Somente em 1827 houve uma reação, com o líder Araújo Lima sendo incumbido de organizar um novo gabinete ministerial e entregando-o à chefia de Barbacena.

Mas este durou pouco, com a autoritária destituição dos legalmente nomeados e sua substituição por ministros que nem sequer pertenciam à Câmara.

Daí a crise foi evoluindo até 1831, quando D. Pedro I preferiu se mandar de volta a Portugal e deixou o trono entregue a seu filho de apenas 5 anos de idade. Regência Trina. Ganha prestígio o Ministro da Justiça, Pe. Diogo Feijó. Regência Una. Primeiros indícios de progresso. Criação do Banco do Brasil, fundação do modelar Colégio D. Pedro II.

Quando, em 1840, é declarada a maioridade de D. Pedro II, a Corte do Rio de Janeiro está com jeito de Corte de verdade, apesar do monarca contar só 14 anos de idade. Ora, um fedelho mandando em todo o Império!… Mas não foi bem assim, não: logo em seguida, em 1841, era criado o Conselho de Estado.

Sob a influência do Colégio D. Pedro II, outros estabelecimentos de ensino, particulares, ganharam prestígio, como o Colégio Vitório, do mestre de humanidades Vitório da Costa.

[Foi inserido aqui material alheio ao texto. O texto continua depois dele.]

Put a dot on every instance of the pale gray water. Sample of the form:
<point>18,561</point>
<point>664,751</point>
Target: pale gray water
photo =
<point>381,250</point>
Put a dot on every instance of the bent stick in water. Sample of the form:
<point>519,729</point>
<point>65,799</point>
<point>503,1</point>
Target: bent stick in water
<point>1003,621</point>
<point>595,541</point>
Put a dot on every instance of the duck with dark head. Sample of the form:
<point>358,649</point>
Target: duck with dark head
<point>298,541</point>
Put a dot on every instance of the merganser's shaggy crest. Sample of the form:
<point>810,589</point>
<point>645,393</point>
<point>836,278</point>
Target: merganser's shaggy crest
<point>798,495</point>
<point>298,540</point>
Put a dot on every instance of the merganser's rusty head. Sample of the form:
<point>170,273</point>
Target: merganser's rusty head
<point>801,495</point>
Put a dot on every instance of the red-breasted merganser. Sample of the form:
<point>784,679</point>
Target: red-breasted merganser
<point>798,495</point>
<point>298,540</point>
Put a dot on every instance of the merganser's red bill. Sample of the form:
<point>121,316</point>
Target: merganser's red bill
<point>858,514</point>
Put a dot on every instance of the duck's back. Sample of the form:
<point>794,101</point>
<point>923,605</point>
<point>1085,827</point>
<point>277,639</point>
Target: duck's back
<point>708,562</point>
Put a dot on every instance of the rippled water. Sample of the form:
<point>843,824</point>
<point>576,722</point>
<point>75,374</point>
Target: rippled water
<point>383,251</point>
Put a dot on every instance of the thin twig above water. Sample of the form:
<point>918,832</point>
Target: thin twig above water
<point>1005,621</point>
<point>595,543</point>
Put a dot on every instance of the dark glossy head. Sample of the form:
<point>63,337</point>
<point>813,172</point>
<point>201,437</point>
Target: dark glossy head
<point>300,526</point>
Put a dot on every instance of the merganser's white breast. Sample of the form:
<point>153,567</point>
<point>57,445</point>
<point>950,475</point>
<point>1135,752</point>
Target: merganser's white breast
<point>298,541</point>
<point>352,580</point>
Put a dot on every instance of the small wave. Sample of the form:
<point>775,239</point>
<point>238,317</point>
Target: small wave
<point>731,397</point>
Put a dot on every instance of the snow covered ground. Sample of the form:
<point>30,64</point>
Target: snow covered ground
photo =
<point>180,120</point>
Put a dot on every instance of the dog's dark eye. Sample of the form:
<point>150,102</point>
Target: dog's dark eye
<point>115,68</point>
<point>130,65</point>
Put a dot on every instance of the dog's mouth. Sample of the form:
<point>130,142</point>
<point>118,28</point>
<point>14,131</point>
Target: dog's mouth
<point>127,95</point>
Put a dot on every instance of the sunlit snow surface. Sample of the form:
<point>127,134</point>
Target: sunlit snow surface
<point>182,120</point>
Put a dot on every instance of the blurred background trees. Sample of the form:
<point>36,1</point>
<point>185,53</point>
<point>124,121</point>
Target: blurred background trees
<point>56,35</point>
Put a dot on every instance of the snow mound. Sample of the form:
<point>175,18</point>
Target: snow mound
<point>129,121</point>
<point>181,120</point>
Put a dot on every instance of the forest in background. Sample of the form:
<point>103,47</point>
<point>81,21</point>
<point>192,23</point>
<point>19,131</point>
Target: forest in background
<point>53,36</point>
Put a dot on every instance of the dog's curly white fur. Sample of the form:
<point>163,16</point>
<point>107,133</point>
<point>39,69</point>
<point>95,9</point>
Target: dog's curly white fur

Ali o aluno não era conside-rado simples máquina de aprender e, desde o momento da matrícula, abria-se-lhe uma ficha com detalhadas observações sobre o temperamento, psicologia, vocação, etc.

Mas eis que um dia, em 1847, apresentou-se ao professor Vitório, desacompanhado de adultos, um gurizote aparentando não mais que 13 anos. Nome? “Gaspar”. Nascido aonde? “Na Fazenda Aceguá, na Cisplatina”. Então, és uruguaio? “Não: brasileiro. Meu pai tem estância em Bagé.” Já estudaste? Onde? “Comecei a estudar com o professor Antônio José Domingos, em Pelotas, mas não quis dar a mão à palmatória; interrompi e fui ser caixeiro numa ferragem; aí meu pai insistiu para eu continuar estudando e eu disse que só se fosse aqui na Corte. E me vim”. E o que desejas ser quando fores grande? “Quero ser ministro de Sua Majestade o Imperador”.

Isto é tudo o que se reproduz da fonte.